Having two machines made sense for me, along with two phones, but as a
compromise two logins would work. The appeal of two hosts is that you do have
the chance to write one off, or have it be provided/maintained by your
employer.

I always used a KVM so I could only physically control one host at a time, but
I guess you get the same clean separation if you used different logins.

------
caw
I just started working from home in January.

My suggestions:

* A dedicated space is a nice to have. It helps separate the work/not-work relationship

* I have two computers for 3 reasons. First is work/not-work balance. Second is related but there's a clause in my employment contract that's basically "work done on company's computer is owned by work". Lastly, the company paid for the computer.

* I have a Herman Miller Embody chair though I've also used a Steelcase Leap (v1, v2) in my last job. Regardless of what anyone tells you, go sit in the chairs at a store. I found the Aeron to be uncomfortable for myself, even though everyone seems to love them.

* On setting up the office, make sure it's ergonomic. Get a monitor riser, laptop riser, footrest, or whatever else you need to avoid destroying your body while sitting all day.

* Make sure you take breaks. My last workplace used "Wellnomics" on Windows for break alerts, but it gets moderately annoying at times.
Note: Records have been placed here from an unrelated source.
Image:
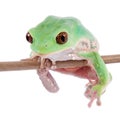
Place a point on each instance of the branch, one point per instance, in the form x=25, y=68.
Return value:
x=27, y=65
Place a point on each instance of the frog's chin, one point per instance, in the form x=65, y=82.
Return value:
x=64, y=55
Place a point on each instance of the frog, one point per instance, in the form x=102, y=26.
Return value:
x=62, y=39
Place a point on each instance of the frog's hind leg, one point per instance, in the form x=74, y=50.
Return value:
x=94, y=91
x=47, y=80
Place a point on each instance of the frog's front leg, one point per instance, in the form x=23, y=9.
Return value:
x=94, y=91
x=46, y=78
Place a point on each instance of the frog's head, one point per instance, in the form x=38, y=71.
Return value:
x=55, y=34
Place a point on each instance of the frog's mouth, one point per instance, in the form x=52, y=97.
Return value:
x=68, y=54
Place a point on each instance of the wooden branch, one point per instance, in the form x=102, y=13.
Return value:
x=27, y=65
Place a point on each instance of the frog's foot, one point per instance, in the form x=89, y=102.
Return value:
x=91, y=82
x=47, y=80
x=92, y=95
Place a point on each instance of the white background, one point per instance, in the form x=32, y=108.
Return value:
x=22, y=96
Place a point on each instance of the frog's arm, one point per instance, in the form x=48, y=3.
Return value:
x=94, y=91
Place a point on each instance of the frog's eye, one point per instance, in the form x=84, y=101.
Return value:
x=29, y=38
x=62, y=38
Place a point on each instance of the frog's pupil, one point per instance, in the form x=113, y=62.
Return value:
x=29, y=38
x=63, y=38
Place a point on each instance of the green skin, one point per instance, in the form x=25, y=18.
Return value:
x=81, y=44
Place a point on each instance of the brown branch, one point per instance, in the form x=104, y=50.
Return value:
x=27, y=65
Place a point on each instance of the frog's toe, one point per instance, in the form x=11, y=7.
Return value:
x=92, y=95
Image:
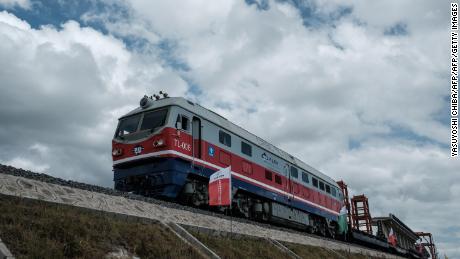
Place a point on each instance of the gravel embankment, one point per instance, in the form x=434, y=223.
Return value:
x=109, y=191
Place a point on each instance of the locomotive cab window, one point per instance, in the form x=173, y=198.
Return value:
x=305, y=177
x=128, y=125
x=321, y=185
x=294, y=172
x=182, y=122
x=246, y=148
x=153, y=120
x=225, y=138
x=315, y=182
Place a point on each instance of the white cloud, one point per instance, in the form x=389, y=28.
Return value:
x=26, y=164
x=60, y=88
x=26, y=4
x=309, y=90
* I've been meaning to get a whiteboard for myself, just to get some doodling space. A notebook or similar would probably also be fine if you work with images or anything spacial.

------
centdev
I've been working from my home office for the better of 12 years. Not until
recently did I opt to get an actual office space elsewhere. The main problem I
had was that office and home hours were blurring to much together. While I was
up and working by 7:30am, my days didn't end at 5pm. And when they did, I
found myself working late at night. It really began to affect my sleep and my
personal life. As others mentioned, define your time at work and at home as
strictly as possible. The most important thing I found was spending a
considerable amount of money for the best chair you can afford. With little
distractions around you, you'll find yourself sitting for longer stretches of
time.

------
ScottWhigham
It helps me to maintain a fairly inflexible work schedule along with a
dedicated space free of outside distractions (ability to close door is a
must). Since you don't mention having kids/spouse living with you, this will
be easier. I've worked from home for the better part of almost 15 years now,
both with and without kids, and I will say that kids change everything! I'm
glad I learned how to work independently without kids because trying to do it
with young ones around is a challenge.

I like the idea of just replicating "my desk" from my job at home and just
"pretending" I'm actually at work.

------
jaachan
I actually have two boots on the same PC, one OS is for work, one OS for
personal stuff. That way, all the things I install for work don't interfere
after work hours (and visa versa). E-mails are loaded then separately too, so
I don't get distracted. That way, I have a complete separation. I'm not sure
virtual desktops would be enough for me.

------
blakesterz
Here's a thread on tools from a few weeks ago:
[https://news.ycombinator.com/item?id=6906979](https://news.ycombinator.com/item?id=6906979)

------
elwell
Have a backup internet connection in mind (maybe walking to coffee shop) if
possible. You'll probably be considered responsible when it goes down which
will probably happen.

------
mattwritescode
Define you working hours and find a place where you work from.